LLMs have no real sense of truth or hard evidence of logical thinking. Even the latest models still trip up on very basic tasks. I think they can be very entertaining, sure, but not practical for many applications.
Consistent, algorithmic performance on basic tasks.
A great example is the simple 'count how many letters' problem. If I prompt it with a word or phrase, and it gets it wrong, me pointing out the error should translate into a consistent course correction for the entire session.
If I ask it to tell me how long President Lincoln will be in power after the 2024 election, it should have a consistent ground truth to correct me (or at least ask for clarification of which country I'm referring to). If facts change, and I can cite credible sources, it should be able to assimilate that knowledge on the fly.
Then we already have access to a cheaper, scalable, abundant, and (in most cases) renewable resource, at least compared to how much a few H100s cost. Take good care of them, and they'll probably outlast most a GPU's average lifespans (~10 years).
Humans are a lot more expensive to run than inference on LLMs.
No human, especially no human whose time you can afford, comes close to the breadth of book knowledge ChatGPT has, and the number of languages is speaks reasonably well.
I can't hold a LLM accountable for bad answers, nor can I (truly) correct them (in current models).
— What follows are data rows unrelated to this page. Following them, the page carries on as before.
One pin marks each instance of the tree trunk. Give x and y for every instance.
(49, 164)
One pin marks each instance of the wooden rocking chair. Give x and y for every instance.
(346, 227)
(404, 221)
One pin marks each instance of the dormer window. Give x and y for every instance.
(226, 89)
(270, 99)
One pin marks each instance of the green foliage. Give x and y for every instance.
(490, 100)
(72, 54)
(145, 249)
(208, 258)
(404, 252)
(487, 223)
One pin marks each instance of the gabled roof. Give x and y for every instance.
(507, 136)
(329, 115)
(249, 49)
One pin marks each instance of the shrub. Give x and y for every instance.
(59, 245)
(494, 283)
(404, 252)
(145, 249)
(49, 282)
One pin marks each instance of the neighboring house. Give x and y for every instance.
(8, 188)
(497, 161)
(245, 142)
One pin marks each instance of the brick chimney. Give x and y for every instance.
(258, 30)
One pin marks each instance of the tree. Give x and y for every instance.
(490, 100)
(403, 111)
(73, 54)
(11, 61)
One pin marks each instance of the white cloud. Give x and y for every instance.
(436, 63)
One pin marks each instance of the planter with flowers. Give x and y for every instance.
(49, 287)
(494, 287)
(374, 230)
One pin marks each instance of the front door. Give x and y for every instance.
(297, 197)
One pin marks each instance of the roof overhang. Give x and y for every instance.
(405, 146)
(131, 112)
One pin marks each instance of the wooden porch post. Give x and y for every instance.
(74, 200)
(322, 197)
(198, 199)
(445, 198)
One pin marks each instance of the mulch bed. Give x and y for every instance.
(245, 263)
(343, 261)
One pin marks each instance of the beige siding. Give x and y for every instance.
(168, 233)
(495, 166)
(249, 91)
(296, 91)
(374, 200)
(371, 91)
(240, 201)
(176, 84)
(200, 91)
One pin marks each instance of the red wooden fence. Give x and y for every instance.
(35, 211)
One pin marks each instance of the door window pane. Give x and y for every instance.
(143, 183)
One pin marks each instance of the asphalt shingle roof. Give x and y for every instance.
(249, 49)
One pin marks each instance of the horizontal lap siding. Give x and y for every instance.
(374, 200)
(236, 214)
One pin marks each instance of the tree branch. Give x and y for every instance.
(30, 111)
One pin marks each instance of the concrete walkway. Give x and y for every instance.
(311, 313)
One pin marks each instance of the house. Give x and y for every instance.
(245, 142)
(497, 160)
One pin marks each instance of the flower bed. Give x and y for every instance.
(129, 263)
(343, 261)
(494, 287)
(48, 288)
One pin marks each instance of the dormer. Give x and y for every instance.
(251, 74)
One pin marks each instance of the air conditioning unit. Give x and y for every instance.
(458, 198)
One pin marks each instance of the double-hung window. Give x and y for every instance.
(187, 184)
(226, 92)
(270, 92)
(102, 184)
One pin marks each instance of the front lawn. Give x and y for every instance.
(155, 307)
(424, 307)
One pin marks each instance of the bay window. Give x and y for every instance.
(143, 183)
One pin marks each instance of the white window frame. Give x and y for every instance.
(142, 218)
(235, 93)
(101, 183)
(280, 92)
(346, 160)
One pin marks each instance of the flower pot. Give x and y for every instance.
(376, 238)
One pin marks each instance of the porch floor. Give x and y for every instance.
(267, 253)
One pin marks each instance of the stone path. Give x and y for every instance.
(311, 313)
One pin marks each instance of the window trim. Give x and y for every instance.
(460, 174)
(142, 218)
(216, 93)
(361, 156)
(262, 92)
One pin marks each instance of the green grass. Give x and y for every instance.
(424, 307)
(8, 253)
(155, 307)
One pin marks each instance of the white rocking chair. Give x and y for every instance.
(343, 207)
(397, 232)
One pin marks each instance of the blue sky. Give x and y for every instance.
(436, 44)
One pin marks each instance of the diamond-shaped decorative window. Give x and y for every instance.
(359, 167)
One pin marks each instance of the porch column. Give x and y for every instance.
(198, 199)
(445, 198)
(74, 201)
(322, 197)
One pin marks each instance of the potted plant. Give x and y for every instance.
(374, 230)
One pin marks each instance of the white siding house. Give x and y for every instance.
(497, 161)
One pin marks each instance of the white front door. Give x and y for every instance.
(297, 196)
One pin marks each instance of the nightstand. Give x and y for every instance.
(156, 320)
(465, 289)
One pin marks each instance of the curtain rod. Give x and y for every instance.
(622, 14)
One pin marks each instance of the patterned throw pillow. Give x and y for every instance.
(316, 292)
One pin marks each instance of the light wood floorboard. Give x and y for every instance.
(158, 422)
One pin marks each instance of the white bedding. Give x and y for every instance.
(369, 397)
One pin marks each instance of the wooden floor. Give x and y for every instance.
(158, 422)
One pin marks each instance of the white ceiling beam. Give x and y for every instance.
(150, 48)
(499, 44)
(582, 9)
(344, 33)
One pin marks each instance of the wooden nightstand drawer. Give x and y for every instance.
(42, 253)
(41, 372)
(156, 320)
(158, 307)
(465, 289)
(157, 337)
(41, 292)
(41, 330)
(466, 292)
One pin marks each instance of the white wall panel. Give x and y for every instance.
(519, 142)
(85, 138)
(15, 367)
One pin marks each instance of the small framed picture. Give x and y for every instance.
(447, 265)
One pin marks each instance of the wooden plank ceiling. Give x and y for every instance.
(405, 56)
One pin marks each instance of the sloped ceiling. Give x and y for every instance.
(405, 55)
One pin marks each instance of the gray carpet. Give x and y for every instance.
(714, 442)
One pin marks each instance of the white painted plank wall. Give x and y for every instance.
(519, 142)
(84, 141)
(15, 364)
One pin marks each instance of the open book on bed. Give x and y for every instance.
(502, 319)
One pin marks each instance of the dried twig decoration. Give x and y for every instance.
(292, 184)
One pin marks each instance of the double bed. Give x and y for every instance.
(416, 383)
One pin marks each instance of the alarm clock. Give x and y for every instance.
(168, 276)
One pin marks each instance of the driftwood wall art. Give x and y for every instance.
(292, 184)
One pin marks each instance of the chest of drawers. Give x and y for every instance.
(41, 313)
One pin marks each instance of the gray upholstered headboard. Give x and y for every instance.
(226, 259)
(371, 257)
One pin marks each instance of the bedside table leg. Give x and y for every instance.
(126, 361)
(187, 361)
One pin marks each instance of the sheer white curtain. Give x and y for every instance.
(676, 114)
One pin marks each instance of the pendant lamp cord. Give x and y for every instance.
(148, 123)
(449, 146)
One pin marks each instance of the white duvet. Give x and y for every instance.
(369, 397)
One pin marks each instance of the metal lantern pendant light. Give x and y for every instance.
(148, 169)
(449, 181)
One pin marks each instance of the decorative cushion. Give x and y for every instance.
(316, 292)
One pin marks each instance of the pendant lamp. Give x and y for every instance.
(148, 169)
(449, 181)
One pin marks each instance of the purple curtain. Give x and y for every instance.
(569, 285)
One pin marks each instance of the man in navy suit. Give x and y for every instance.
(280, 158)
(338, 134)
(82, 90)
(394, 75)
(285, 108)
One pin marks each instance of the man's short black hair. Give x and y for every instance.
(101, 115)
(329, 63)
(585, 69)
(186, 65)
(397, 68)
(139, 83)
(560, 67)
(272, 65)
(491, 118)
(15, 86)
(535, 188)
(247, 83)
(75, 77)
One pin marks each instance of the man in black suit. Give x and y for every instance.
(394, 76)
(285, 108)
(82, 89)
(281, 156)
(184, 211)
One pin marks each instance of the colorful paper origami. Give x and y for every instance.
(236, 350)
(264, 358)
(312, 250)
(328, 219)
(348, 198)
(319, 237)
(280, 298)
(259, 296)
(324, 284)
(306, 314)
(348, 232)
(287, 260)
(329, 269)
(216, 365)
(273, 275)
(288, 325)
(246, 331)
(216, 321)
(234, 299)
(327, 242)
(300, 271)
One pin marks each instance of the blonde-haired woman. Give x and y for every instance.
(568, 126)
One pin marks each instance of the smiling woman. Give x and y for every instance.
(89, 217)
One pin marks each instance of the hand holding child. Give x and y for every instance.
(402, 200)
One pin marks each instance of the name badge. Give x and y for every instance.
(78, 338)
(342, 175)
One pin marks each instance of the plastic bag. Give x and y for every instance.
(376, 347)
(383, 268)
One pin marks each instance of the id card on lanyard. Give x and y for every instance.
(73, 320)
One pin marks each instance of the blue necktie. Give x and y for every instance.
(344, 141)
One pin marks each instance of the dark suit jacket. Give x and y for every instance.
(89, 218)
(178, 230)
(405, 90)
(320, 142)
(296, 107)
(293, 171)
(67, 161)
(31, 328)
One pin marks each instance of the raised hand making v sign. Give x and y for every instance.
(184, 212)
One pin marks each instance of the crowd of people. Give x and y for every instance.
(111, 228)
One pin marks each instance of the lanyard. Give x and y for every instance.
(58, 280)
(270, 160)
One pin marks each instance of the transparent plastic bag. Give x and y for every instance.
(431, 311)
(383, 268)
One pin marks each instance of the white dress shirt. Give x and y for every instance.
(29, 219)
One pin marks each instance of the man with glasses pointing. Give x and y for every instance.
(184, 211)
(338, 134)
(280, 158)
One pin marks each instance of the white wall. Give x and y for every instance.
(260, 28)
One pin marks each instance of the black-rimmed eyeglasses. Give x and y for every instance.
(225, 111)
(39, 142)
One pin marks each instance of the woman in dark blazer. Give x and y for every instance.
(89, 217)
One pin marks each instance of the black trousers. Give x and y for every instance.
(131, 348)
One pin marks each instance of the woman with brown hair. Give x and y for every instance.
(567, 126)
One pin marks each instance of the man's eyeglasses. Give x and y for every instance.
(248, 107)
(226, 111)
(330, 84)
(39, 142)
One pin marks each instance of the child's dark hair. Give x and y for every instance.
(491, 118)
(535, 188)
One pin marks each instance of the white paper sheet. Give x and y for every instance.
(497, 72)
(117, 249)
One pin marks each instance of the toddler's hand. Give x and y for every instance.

Dont forget to take into account how damn expensive a single GPU/TPU actually is to purchase, install, and run for inference. And this is to say nothing of how expensive it is to train a model (estimated to be in the billions currently for the latest of the cited article, which likely doesn't include the folks involves and their salaries). And I haven't even mentioned the impact on the environment from the prolific consumption of power; there's a reason nuclear plants are becoming popular again (which may actually be one of the good things that comes out of this).
LLMs have no real sense of truth or hard evidence of logical thinking. Even the latest models still trip up on very basic tasks. I think they can be very entertaining, sure, but not practical for many applications.